続いて『大きな大きな船』『トリゴラスの逆襲』『小さなよっつの雪だるま』『れおくんのへんなかお』と作品が発表され、長谷川集平は完全に今新作が読める絵本作家として還ってきました。『大きな大きな船』の美しく危ない白、誰もが望んだあの作品の続編『トリゴラスの逆襲』あたりは、読めるだけで幸福感でいっぱいです。そしてこの4月に出版されたのが最新刊『およぐひと』です。長谷川集平が切り取った東日本大震災の断面が、読者に向けてパックリと傷口を開いている。元来社会派な人だけに、その訴えは相当に、痛い。でもこれを待っていたのです、私は。
第三期集平黄金時代において、2006〜2007年に長崎で開催された『サルコーデ・ナガサキ』というタブローの連作展は非常に大きな意味を持っていると思います。展示用に48枚もの新作を長谷川集平が描くというのは、おそらく初めてではないでしょうか。残念ながら私は実物を見に行けなかったのですが、画像を拝見すると移住当初では描けなかったであろう長崎が現れてきます。実に穏やかで絶えず孤独な女性のような長崎を感じます。ここから水彩画の手法も絵本世界にフィードバックされたのではないでしょうか。

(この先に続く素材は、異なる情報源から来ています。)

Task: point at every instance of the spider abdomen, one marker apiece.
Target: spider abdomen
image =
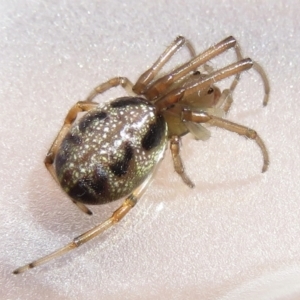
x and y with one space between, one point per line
111 150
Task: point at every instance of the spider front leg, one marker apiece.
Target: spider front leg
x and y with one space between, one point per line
178 165
149 75
127 205
203 117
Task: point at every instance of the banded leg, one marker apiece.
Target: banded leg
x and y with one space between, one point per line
178 165
202 117
176 95
143 81
163 83
226 96
69 120
127 205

ある意味で絵本は商業出版が最終形の一つなので、長谷川集平クラスのビッグネームは、新作が世に出ていないとまるで隠遁でもしているかのように思われがちです。しかし彼は絶えずもの作りを試み続けていました。決してのんびりしていたわけではないのです。少なくとも商業作品として流通しているもので、売れているものいないもの、支持のあるものなかったもの、どの作品でも極めて高い成功率を維持させてきた希有な作家です。真摯でタフでちょいとひねくれ屋で、ある種の人にとっては、いつまで経ってもあのはせがわくんで。
この日記を読んで長谷川集平に興味を持った人に告げます。決して長谷川集平から目を離さないように。ちょっとよそ見をしていると、集平はどこかへ消えて見失ってしまいます。でもね、本当はちがうんです。どこにも行かないし、消えたり隠れたりしない。長谷川集平は変わってゆく同じものなのです。どこかへ行っていなくなってしまうのは誰のことなんでしょうね?